In Iran, as in much of the world, the current conflict between Georgia and Russia is viewed as part of a bigger struggle between the West and Russia over influence in the Caucasus region.

Tehran sees Georgia as an important part of U.S. plans to increase its influence in the region -- and fears that such a plan may affect them directly.

These concerns were reflected in an article published in Tabnak, owned by former Revolutionary Guards commander Mohsen Rezai. In an interview with Dr. Mehdi Senai, a politics lecturer at Tehran University, Senai said that Tehran's nuclear program, and the international approach to resolve the dispute surrounding it, may become part of a wider agreement between the U.S. and Russia after the end of the conflict. What worries him is that "Russia's capacity to confront the U.S. is limited."

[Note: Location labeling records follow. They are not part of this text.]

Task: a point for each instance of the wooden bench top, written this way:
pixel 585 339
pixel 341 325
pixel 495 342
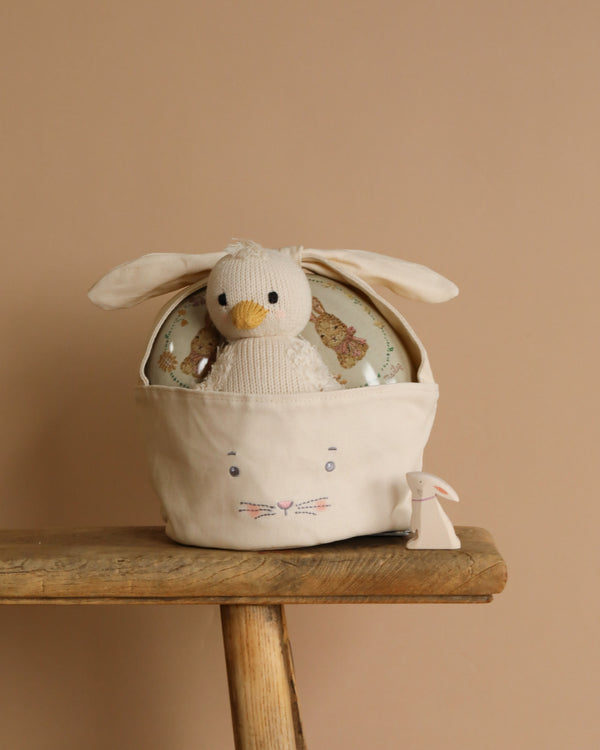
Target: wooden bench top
pixel 140 565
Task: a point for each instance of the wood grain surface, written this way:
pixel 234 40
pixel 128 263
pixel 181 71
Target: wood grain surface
pixel 119 565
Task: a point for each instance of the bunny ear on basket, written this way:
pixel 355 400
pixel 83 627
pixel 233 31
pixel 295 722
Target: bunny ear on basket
pixel 158 273
pixel 409 280
pixel 149 276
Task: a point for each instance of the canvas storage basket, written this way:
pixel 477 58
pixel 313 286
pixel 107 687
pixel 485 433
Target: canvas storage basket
pixel 258 472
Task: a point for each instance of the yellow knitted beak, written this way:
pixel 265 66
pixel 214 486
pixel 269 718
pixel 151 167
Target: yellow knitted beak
pixel 246 315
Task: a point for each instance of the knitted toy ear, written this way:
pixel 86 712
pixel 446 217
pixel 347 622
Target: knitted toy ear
pixel 149 276
pixel 409 280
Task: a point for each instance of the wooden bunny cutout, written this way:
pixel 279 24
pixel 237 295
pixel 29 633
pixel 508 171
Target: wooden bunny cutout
pixel 432 526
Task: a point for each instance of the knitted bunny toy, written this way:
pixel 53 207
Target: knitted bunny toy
pixel 260 301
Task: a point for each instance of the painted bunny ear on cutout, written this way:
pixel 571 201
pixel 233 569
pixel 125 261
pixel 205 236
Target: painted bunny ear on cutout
pixel 436 485
pixel 149 276
pixel 410 280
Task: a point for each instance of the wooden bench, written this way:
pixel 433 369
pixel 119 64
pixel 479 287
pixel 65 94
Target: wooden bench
pixel 140 565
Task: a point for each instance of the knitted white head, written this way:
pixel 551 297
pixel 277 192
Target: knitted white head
pixel 254 292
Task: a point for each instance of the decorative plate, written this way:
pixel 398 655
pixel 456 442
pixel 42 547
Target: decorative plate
pixel 355 341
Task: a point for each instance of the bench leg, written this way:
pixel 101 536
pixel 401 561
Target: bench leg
pixel 262 687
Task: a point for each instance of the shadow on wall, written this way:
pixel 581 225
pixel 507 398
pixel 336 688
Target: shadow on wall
pixel 101 677
pixel 75 455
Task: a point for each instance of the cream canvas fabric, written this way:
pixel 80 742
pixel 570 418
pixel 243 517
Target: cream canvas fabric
pixel 257 472
pixel 254 471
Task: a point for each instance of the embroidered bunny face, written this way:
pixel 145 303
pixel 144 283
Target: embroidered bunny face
pixel 302 506
pixel 254 292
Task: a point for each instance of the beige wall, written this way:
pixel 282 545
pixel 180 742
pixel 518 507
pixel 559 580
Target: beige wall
pixel 463 135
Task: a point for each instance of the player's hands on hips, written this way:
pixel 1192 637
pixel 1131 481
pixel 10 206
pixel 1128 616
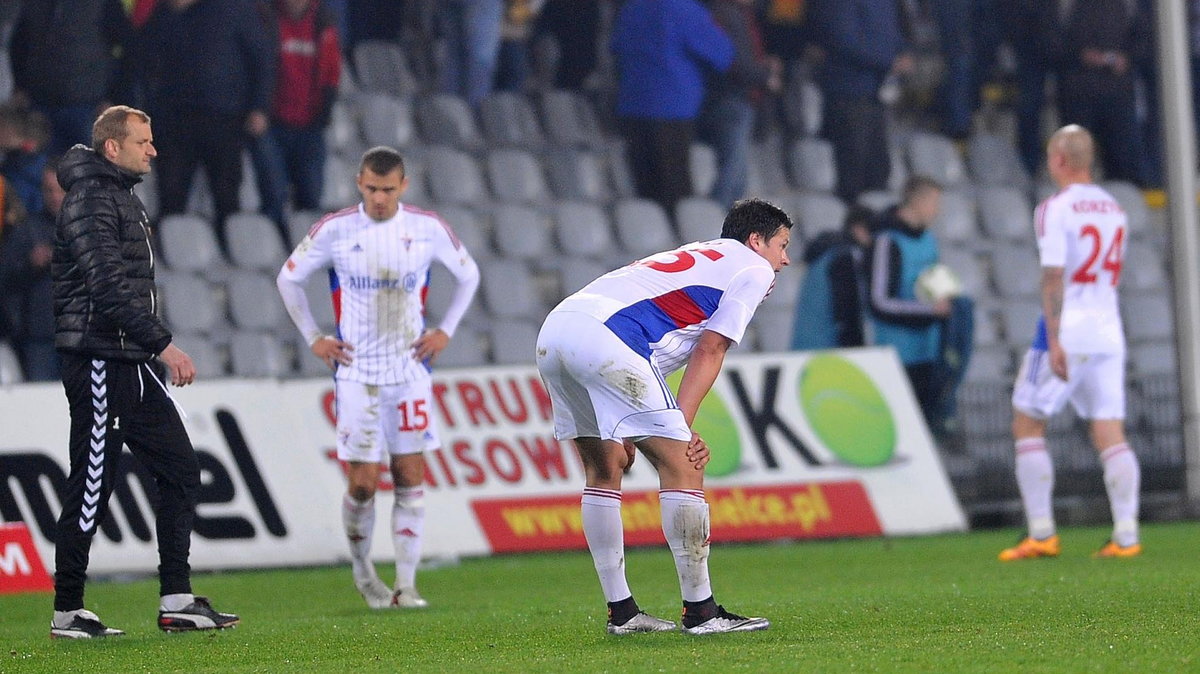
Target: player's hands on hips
pixel 697 451
pixel 430 344
pixel 179 365
pixel 333 350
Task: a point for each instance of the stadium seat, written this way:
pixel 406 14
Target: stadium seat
pixel 454 178
pixel 257 354
pixel 189 244
pixel 643 228
pixel 811 164
pixel 510 121
pixel 1006 214
pixel 514 342
pixel 382 67
pixel 255 301
pixel 583 229
pixel 516 176
pixel 523 233
pixel 935 156
pixel 699 218
pixel 385 120
pixel 255 242
pixel 447 119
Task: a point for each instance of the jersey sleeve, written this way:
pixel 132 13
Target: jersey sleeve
pixel 1051 234
pixel 739 301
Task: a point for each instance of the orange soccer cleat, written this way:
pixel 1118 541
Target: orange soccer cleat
pixel 1031 548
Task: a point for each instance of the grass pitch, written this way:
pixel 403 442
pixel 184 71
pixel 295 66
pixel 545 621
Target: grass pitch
pixel 939 603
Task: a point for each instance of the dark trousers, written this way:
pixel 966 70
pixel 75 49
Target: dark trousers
pixel 115 403
pixel 186 138
pixel 660 157
pixel 857 128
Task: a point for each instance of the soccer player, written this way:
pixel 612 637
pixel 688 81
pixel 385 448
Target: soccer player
pixel 604 354
pixel 379 253
pixel 1079 350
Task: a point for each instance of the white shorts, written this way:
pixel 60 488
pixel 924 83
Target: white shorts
pixel 599 387
pixel 377 421
pixel 1095 385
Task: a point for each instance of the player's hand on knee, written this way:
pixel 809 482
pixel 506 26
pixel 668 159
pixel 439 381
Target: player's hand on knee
pixel 333 350
pixel 697 452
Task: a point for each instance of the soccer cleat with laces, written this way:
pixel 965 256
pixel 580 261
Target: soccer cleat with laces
pixel 375 591
pixel 81 624
pixel 725 621
pixel 641 621
pixel 1032 548
pixel 197 615
pixel 408 597
pixel 1113 551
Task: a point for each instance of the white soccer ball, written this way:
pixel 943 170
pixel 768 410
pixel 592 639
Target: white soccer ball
pixel 937 282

Iran is concerned that if Russia comes out looking bad in this conflict, it could have two negative repercussions for Tehran.

One is that Iran will lose the influence and support of one of its important allies in the 5+1 group of nations. This influence is very important for Tehran, as Russia recently broke ranks with other members of the group by stating that Iran should be given more time to respond to the recent incentives proposal.

The other worst-case scenario for Tehran is that a weakened Russia, seeking a deal over Georgia, could give the U.S. the green light to launch a military operation against Iran's nuclear facilities. "In the dealings between international powers [i.e., Russia and the U.S.], Iran has to be very careful," warns Dr. Senai.

There are also cultural reasons why Iran would want the Russian-backed South Ossetians to emerge victorious, as their local dialect is very close to Farsi, Iran's national language. Many of the province's citizens have Iranian heritage, as a number of countries in the Caucasus used to belong to Persia before Russia annexed them in the early 18th century.

There are other angles of this conflict which could concern Iran, notably the Israeli connection.

According to the Israeli news site Ynet, Israel has had a seven-year military relationship with Georgia. A wide range of sophisticated weaponry, including remotely piloted vehicles (RPVs) and training programs for Georgia's special forces, were sold to Tiblisi.